The settlement was announced just as a jury, including eight women, was to hear a trial in the case, brought by the Equal Employment Opportunity Commission and former Morgan Stanley bond seller Allison Schieffelin.

Schieffelin, who claimed she was denied promotions at the firm because she is a woman, will be paid $12 million under the settlement, with $40 million earmarked for claims filed by other women at the firm.

Morgan Stanley also will set aside $2 million to pay for diversity training and anti-discrimination programs.

"The consent decree is a watershed in safeguarding and protecting the rights of women on Wall Street," said U.S. District Judge Richard M. Berman, who was to hear the case.

A trial would have meant weeks of ugly publicity for Morgan Stanley.
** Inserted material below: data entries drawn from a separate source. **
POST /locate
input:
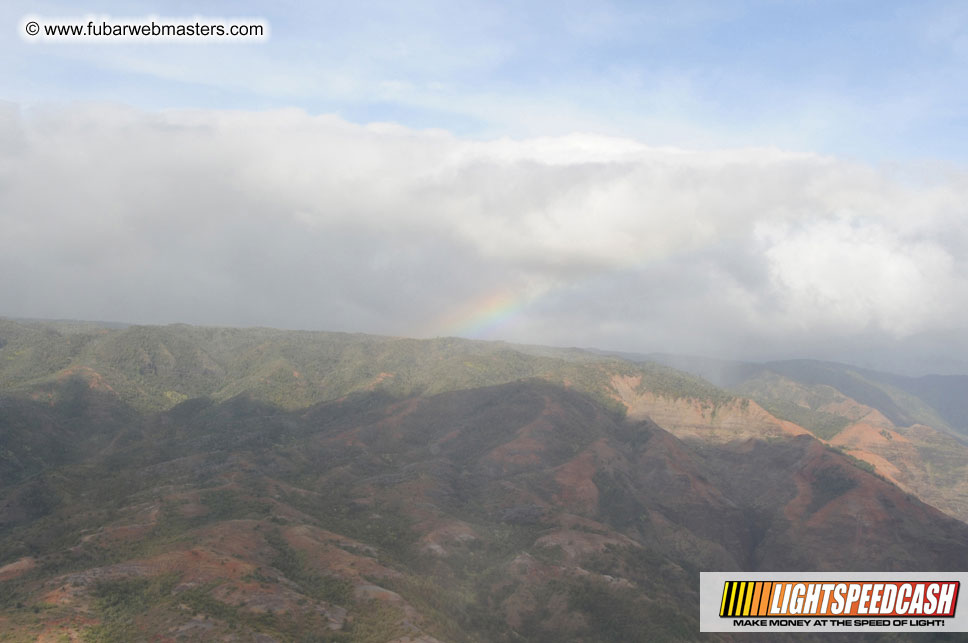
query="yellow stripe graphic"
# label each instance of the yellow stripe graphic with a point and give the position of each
(757, 588)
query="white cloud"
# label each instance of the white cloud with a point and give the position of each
(287, 219)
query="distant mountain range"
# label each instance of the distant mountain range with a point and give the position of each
(185, 483)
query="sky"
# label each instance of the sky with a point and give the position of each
(745, 180)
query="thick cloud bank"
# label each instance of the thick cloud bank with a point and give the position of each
(284, 219)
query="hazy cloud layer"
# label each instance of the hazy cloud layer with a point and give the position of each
(280, 218)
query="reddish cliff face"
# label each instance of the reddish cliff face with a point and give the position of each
(688, 417)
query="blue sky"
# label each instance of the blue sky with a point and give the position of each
(880, 81)
(751, 179)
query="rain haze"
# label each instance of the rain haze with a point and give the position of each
(743, 180)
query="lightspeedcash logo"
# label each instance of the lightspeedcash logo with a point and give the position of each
(831, 602)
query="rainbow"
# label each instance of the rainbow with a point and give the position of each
(481, 317)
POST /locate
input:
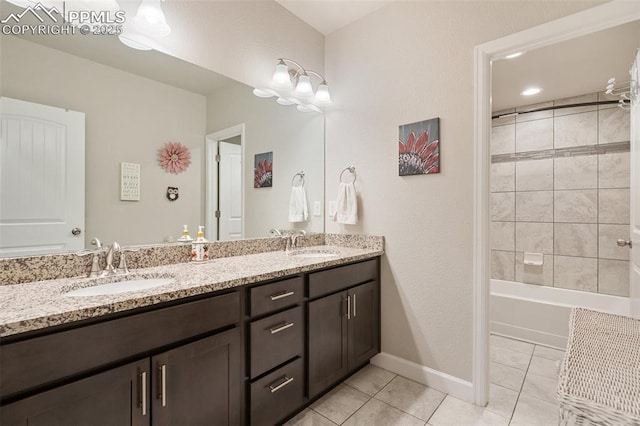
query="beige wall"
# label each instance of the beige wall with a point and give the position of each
(408, 62)
(297, 142)
(128, 118)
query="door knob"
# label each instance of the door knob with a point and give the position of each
(622, 243)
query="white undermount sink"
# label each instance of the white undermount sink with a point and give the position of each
(314, 253)
(119, 287)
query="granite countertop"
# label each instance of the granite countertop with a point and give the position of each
(37, 305)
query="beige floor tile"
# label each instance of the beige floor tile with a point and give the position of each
(502, 401)
(411, 397)
(531, 411)
(544, 367)
(549, 353)
(507, 377)
(377, 413)
(370, 379)
(455, 412)
(309, 417)
(340, 403)
(510, 358)
(514, 345)
(540, 387)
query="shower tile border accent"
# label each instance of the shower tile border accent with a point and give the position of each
(574, 151)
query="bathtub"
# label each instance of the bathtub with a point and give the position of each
(540, 314)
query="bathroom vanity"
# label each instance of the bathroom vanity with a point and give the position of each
(250, 349)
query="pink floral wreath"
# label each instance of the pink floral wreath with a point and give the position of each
(174, 157)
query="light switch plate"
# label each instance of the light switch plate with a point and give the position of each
(332, 208)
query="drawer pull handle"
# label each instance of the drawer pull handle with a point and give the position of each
(278, 329)
(163, 384)
(285, 382)
(143, 392)
(354, 305)
(281, 295)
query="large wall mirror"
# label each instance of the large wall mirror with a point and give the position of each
(133, 103)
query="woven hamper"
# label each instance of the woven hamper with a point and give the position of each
(599, 381)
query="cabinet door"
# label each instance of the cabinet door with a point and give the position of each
(199, 383)
(327, 341)
(364, 325)
(112, 398)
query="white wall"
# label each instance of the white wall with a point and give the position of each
(128, 118)
(408, 62)
(297, 142)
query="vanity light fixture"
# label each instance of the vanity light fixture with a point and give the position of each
(531, 91)
(149, 23)
(291, 84)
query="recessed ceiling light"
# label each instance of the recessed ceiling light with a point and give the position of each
(531, 91)
(514, 55)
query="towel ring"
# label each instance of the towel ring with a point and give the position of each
(351, 170)
(301, 176)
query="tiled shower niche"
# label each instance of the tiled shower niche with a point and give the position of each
(560, 186)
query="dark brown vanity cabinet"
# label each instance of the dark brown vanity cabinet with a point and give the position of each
(276, 351)
(343, 327)
(195, 382)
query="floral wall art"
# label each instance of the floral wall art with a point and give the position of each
(263, 170)
(419, 148)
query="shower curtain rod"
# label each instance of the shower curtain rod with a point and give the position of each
(513, 114)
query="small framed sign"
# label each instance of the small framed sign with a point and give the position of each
(129, 182)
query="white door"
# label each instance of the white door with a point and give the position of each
(635, 195)
(230, 191)
(41, 179)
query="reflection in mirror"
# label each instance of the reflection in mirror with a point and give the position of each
(133, 104)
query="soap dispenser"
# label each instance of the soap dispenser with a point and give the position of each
(199, 248)
(185, 235)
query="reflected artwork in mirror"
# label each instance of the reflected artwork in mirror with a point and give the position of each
(134, 103)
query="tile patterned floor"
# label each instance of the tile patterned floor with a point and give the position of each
(524, 377)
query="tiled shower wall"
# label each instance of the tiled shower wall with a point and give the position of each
(560, 187)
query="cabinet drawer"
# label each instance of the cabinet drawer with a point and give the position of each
(40, 360)
(278, 394)
(276, 339)
(280, 294)
(331, 280)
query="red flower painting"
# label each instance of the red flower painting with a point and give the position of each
(419, 155)
(263, 170)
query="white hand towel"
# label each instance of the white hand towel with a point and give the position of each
(298, 211)
(346, 204)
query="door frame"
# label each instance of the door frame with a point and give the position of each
(211, 184)
(598, 18)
The EEOC had planned to call as witnesses more than two dozen women to establish what it called a pattern of discrimination.
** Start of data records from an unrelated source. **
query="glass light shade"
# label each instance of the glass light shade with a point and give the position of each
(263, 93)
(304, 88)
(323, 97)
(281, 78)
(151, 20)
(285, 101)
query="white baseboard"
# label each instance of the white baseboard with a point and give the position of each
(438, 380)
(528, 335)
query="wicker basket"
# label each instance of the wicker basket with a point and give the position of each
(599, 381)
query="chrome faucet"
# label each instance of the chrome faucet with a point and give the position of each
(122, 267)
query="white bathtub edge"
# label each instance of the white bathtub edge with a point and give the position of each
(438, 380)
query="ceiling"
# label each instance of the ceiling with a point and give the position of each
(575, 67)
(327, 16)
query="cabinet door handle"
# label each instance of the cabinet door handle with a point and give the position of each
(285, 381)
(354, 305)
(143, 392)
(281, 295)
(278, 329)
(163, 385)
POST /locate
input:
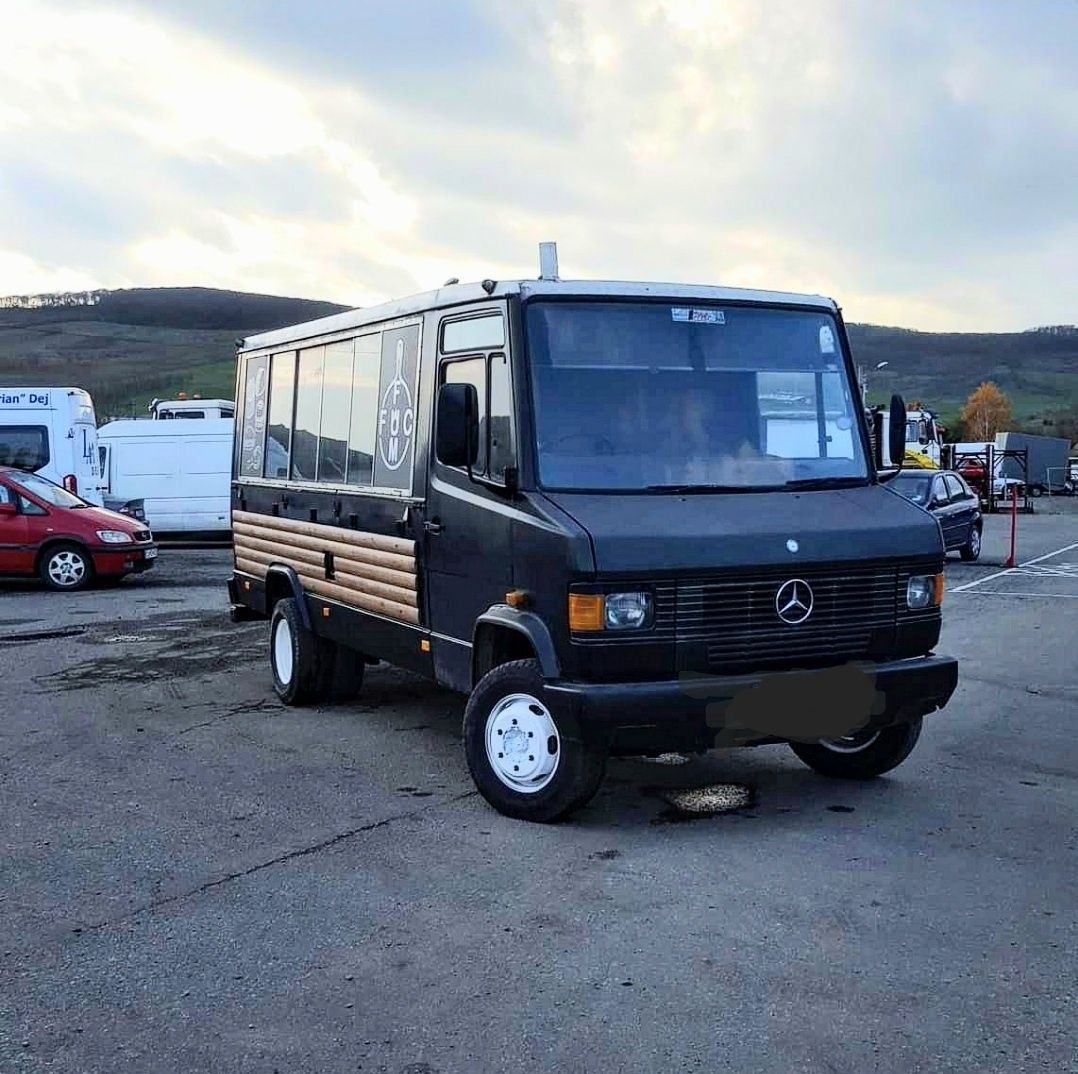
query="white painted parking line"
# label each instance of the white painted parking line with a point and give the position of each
(1011, 570)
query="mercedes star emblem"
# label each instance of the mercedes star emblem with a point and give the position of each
(793, 602)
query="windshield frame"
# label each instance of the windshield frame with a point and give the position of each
(18, 478)
(528, 429)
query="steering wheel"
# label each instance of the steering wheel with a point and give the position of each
(603, 445)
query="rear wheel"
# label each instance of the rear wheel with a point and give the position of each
(526, 761)
(66, 567)
(862, 755)
(300, 661)
(971, 550)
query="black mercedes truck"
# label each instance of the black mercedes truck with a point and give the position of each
(622, 518)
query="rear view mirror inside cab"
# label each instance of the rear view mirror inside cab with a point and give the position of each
(456, 438)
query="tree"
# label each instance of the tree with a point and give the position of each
(986, 412)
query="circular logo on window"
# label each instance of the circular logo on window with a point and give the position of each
(396, 417)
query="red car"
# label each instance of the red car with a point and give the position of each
(46, 531)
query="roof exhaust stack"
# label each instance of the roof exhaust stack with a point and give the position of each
(548, 260)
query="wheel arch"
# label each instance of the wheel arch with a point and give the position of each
(503, 634)
(281, 582)
(53, 539)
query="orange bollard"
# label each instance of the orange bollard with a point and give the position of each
(1009, 562)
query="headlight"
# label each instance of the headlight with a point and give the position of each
(597, 611)
(922, 591)
(627, 610)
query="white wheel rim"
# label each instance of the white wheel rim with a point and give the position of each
(282, 651)
(852, 743)
(522, 743)
(67, 568)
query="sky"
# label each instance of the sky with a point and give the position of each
(917, 162)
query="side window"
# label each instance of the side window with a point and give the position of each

The EEOC represented hundreds of women who claimed men at Morgan Stanley invited clients on men-only strip club outings, groped women and made lewd comments.

In addition, the EEOC claimed women were passed over for promotions because of their gender. Morgan Stanley acknowledged that few women were promoted to the highest levels of the firm but denied discrimination.

Schieffelin, 42, who made $1.35 million in 1998, was fired in 2000 after claiming she was passed over for a promotion to managing director. She has said Morgan Stanley "destroyed my career."

She hugged her parents and supporters in court yesterday after the settlement was announced.

"I have one comment: What I want to say is that I am so happy that there is a great settlement that's good for everybody," Schieffelin said outside court.

She declined to say whether she would go back to work in the financial services industry.

The case was to be the EEOC's first sex discrimination trial against a Wall Street firm. Most similar cases end in settlements, but talks in the Morgan Stanley matter, filed in September 2001, collapsed last year.

Berman said lengthy weekend negotiations had resulted in the last-minute settlement. He said EEOC chairwoman Cari M. Dominguez and Morgan Stanley CEO Philip J. Purcell were personally involved in the talks.

The claims fund, covering women who have worked in Morgan Stanley's institutional equities division since 1995, will be overseen by Abner J. Mikva, a former Illinois congressman and federal appeals court judge.

"We hope this sends a message to other employers on Wall Street to take discrimination complaints seriously," said Elizabeth Grossman, the EEOC's supervisory trial lawyer.

The training programs will be presented at Morgan Stanley offices in New York and London, with other employees participating by videoconference or by viewing tapes.

The settlement does not cover attorney fees, except to provide $1,000 to cover legal fees for any Morgan Stanley woman receiving a claim from the fund.

The judge stressed that he was not ruling on the merits of the case by approving the settlement. In fact, settlement papers say Morgan Stanley denies violating any anti-discrimination law.

Shares of Morgan Stanley rose sharply when the settlement was announced and were trading up 34 cents to close at $50.34 on the New York Stock Exchange.

In 1998, Merrill Lynch & Co. and Smith Barney, now a unit of Citigroup, settled discrimination cases involving hundreds of female employees.

The Smith Barney case included allegations that male employees at a Long Island branch harassed female co-workers while partying in a basement "boom-boom room."